How do you install and load an R package? Show me by creating a “Chord Diagram” using the function chordDiagram from the package circlize. Hint: Look at the help menu for the function and copy and paste the examples at the bottom.
There are three problems with the following code. Please find and correct the errors!
my data <- rnorm(100, mean = 0, sd = -1)
data.mean <- mean(my data)
"data.mean" # Print the value of data.meanCreate a vector called “mixed” with the values [“batman”, 20, “superman”, 10]. Now print the vector “mixed” - did anything in the vector change and if so, why?
Do a Google search to figure out the high temperature in Konstanz over the past 7 days. Write and store the values in a vector called “celcius”.
Convert the temperatures you stored to Fahrenheit using basic math operations. Call this vector “fahrenheit.” Hint: The formula to convert celcius to Fahrenheit is y = x * 9/5 + 32, where x is the temperature in celcius and y is the temperature in Fahrenheit.
Create the following sequence of numbers [10, 20, 30, 40, 50, 12, 13, 14, 97, 107, 117, 127, 137] using a combination of the c(), a:b, and seq() functions.
Create the sequence [1, 1, 2, 2, 3, 3, 4, 4, 5, 5, 1, 1, 2, 2, 3, 3, 4, 4, 5, 5] using a combination of the rep() and a:b functions
Create a vector called “squares” that contains the squares (x^2) of the values from 1 to 10. What is the mean and median value of the squares from 1 to 10?
Create a vector called “normal.samp” with 50 values from a Normal distribution with population mean 30 and standard deviation 5
Create a vector with 25 values from a Uniform distribution where there minimum and maximum are determined by the results in your previous vector called “normal.samp”. Specifically, make the the minimum value of the distribution to be the minimum value of “normal.samp” and the maximum value of the distribution to be the median of “normal.samp.”
What should the mean and standard deviation of the sum of two standard normal distributions be?
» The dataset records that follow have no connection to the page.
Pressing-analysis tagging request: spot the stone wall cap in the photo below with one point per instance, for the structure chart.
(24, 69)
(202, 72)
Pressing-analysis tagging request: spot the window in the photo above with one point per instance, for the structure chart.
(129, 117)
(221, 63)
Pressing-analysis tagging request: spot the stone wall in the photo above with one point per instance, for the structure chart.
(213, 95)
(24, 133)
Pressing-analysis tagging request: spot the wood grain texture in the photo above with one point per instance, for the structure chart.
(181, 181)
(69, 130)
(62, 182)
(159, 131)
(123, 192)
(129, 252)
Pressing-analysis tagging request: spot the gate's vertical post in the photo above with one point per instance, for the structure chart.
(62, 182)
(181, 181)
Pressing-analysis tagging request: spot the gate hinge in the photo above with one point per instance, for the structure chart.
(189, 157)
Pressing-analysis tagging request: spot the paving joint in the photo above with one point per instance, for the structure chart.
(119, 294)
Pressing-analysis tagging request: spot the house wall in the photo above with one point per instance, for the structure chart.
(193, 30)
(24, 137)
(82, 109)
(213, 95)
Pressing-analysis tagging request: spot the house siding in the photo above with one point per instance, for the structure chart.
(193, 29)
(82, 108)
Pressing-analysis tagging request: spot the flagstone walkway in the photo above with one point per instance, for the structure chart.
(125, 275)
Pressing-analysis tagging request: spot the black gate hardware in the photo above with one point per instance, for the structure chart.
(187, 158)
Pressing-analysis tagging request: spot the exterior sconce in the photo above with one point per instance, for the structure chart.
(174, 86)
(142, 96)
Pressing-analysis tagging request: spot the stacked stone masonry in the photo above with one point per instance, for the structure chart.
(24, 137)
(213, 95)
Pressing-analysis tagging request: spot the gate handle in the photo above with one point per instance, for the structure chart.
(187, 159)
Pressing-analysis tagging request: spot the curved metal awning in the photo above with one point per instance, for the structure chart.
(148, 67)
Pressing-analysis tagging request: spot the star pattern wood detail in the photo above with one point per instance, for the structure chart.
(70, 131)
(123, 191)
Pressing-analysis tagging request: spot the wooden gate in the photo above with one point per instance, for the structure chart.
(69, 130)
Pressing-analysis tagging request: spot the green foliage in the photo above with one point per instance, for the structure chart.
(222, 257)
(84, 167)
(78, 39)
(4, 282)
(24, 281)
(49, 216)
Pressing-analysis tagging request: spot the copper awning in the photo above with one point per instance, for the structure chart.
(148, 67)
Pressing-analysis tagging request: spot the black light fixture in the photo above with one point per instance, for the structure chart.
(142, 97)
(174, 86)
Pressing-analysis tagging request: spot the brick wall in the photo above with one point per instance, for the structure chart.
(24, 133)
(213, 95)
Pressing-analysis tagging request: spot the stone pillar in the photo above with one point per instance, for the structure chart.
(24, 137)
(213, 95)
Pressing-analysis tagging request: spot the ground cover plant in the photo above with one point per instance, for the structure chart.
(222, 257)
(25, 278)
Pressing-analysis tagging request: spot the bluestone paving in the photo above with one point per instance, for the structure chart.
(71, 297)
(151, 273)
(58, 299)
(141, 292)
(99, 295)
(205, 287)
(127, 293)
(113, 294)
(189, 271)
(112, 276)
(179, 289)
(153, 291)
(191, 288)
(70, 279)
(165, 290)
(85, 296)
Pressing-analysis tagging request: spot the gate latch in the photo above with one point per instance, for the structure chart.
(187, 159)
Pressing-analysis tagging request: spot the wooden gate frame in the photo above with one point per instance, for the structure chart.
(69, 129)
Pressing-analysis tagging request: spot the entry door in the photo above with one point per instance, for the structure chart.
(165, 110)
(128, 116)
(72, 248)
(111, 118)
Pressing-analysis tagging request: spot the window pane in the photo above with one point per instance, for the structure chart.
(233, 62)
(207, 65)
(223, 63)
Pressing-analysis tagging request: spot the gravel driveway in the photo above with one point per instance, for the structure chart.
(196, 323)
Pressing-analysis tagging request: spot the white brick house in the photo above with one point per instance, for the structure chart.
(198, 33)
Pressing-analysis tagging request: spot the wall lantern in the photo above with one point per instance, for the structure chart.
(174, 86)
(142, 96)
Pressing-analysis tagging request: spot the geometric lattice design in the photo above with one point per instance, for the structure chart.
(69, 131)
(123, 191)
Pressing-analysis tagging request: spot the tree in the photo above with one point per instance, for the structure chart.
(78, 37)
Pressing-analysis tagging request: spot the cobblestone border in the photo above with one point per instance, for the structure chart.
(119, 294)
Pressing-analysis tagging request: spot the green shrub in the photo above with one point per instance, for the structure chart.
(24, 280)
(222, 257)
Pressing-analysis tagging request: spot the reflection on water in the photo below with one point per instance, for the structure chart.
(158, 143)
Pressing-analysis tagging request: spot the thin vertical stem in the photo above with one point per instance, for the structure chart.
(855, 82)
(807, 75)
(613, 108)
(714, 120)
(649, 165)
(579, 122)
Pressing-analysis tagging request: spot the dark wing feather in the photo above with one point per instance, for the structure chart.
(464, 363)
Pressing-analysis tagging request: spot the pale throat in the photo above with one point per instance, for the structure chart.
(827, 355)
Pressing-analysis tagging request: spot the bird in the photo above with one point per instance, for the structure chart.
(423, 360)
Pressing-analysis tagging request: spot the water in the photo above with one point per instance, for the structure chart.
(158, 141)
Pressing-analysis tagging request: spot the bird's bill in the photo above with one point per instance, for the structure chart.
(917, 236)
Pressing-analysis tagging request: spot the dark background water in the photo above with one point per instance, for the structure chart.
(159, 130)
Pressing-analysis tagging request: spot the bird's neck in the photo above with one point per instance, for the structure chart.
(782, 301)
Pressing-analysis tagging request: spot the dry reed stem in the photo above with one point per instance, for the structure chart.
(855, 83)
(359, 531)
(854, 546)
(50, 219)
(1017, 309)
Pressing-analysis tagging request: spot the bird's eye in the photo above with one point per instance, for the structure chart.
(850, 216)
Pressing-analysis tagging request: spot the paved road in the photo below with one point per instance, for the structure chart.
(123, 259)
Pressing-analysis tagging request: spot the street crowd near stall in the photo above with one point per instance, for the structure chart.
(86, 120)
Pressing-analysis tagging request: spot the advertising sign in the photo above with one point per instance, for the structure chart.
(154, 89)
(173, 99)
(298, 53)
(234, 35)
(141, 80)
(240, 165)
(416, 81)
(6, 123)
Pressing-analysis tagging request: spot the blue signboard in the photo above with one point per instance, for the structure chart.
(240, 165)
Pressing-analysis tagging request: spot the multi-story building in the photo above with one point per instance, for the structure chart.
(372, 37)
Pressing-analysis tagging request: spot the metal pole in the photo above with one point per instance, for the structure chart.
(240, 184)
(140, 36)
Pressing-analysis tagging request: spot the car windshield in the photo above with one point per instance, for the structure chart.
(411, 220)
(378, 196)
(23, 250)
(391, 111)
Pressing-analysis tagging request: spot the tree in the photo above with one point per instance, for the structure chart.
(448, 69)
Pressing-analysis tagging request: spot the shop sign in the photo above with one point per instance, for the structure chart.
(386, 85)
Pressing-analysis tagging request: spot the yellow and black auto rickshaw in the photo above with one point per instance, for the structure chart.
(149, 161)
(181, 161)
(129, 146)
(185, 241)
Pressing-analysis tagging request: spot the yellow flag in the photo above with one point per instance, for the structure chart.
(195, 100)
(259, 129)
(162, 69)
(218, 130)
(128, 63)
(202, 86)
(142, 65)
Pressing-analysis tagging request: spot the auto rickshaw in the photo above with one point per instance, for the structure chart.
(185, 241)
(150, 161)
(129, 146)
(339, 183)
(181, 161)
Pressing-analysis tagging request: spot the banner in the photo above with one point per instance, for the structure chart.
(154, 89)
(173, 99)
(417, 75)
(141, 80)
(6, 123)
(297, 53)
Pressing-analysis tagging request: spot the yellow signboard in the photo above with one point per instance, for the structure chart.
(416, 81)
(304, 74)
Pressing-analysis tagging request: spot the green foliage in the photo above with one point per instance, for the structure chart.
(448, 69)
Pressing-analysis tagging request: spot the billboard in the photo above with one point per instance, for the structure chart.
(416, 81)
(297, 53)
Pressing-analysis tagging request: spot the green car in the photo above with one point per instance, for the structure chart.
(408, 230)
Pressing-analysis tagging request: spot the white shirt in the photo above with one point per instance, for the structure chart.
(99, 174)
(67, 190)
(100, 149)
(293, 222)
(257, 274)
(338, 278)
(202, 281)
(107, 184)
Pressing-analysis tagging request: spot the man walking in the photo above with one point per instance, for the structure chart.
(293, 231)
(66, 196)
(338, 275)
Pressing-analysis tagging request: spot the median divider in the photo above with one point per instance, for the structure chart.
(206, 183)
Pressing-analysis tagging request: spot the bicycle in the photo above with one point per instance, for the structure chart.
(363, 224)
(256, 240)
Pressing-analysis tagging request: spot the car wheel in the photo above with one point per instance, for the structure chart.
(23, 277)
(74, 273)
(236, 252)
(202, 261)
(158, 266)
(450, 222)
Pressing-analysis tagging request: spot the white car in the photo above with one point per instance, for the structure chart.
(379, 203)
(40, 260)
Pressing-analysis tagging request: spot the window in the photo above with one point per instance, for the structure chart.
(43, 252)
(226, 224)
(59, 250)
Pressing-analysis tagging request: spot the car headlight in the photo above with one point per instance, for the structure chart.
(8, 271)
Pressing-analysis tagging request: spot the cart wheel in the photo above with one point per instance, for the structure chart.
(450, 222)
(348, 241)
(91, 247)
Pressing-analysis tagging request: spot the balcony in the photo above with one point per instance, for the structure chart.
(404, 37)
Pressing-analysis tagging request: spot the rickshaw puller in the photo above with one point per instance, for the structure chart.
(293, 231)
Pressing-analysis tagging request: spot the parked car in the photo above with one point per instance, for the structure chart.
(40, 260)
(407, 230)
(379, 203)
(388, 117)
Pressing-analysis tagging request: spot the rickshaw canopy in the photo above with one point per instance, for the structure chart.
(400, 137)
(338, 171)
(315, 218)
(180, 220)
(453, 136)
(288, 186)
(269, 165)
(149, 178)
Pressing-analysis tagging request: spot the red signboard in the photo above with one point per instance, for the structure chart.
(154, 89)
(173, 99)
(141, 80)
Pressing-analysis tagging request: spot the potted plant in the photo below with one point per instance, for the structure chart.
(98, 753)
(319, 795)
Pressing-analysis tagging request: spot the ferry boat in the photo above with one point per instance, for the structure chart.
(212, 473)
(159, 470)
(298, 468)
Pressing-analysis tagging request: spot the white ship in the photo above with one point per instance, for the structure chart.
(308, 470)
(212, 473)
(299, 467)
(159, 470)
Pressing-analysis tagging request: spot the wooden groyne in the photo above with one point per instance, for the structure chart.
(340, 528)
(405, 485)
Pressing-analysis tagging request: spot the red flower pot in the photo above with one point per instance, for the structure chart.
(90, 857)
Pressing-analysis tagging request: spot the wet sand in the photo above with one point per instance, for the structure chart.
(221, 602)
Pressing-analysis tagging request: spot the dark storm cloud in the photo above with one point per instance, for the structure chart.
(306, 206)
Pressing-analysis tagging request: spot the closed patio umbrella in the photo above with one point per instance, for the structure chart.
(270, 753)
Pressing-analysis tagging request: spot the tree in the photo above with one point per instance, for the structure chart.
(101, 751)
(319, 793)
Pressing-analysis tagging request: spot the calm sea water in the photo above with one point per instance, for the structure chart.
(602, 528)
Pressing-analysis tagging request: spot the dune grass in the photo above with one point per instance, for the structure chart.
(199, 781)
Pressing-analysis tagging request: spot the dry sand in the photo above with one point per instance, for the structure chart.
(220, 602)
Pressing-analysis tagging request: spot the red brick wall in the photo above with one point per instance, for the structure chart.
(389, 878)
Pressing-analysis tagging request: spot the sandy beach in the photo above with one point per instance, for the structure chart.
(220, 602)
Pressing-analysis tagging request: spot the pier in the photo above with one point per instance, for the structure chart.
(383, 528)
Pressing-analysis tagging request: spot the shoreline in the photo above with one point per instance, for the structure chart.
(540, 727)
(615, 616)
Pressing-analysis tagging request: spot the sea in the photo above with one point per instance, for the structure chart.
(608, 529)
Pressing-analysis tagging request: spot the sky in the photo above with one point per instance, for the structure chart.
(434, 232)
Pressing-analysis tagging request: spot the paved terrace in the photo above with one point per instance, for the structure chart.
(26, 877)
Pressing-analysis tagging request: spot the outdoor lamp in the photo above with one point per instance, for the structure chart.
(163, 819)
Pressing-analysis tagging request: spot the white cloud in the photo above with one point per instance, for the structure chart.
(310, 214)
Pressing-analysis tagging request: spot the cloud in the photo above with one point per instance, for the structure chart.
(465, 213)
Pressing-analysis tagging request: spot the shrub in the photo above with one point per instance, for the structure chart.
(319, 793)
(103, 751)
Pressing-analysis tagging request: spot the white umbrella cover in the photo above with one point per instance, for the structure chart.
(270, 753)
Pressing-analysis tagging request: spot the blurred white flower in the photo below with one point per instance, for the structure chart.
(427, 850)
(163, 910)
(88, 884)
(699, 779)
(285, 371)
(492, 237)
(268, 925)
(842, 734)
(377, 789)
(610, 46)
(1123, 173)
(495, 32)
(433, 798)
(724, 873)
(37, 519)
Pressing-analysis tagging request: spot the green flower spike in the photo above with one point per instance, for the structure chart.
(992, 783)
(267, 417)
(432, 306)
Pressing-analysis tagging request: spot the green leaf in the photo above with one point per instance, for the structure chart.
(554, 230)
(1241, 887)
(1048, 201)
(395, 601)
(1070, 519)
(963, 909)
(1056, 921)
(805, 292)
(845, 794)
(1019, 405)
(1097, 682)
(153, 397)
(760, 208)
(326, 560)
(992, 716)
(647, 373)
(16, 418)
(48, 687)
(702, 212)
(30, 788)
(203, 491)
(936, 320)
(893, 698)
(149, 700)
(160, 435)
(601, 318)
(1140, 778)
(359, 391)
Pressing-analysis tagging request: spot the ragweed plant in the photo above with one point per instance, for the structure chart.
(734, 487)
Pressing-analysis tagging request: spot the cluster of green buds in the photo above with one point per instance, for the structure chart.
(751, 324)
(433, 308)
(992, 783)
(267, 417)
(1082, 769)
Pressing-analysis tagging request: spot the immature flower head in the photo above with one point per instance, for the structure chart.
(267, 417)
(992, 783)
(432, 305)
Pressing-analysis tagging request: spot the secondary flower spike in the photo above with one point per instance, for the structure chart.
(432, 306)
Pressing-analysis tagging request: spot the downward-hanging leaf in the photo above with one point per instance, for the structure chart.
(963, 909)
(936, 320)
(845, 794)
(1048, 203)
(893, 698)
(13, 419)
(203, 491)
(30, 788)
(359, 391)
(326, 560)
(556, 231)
Test your prediction by generating the relevant data.
Simulate 100 flips of a fair coin. Do this once using the values 0 and 1 for heads and tails, and once with the string values “Heads” and “Tails”.
Simulate a sample of 20 balls drawn from a bag containing 30 red balls, 50 green balls, and 20 yellow balls. Do this once with replacement (call the vector: “balls.replacement”), and once without replacement (call the vector: “balls.noreplacement”).
Generate a sample of size N from a uniform distribution with minimum X and maximum Y. Select the value of X by drawing a random number from the set c(4, 7, 2, 8, 3). Select the value of Y by drawing a random number from the set c(20, 34, 12, 45). Select the value of N by drawing a random integer between 10 and 100.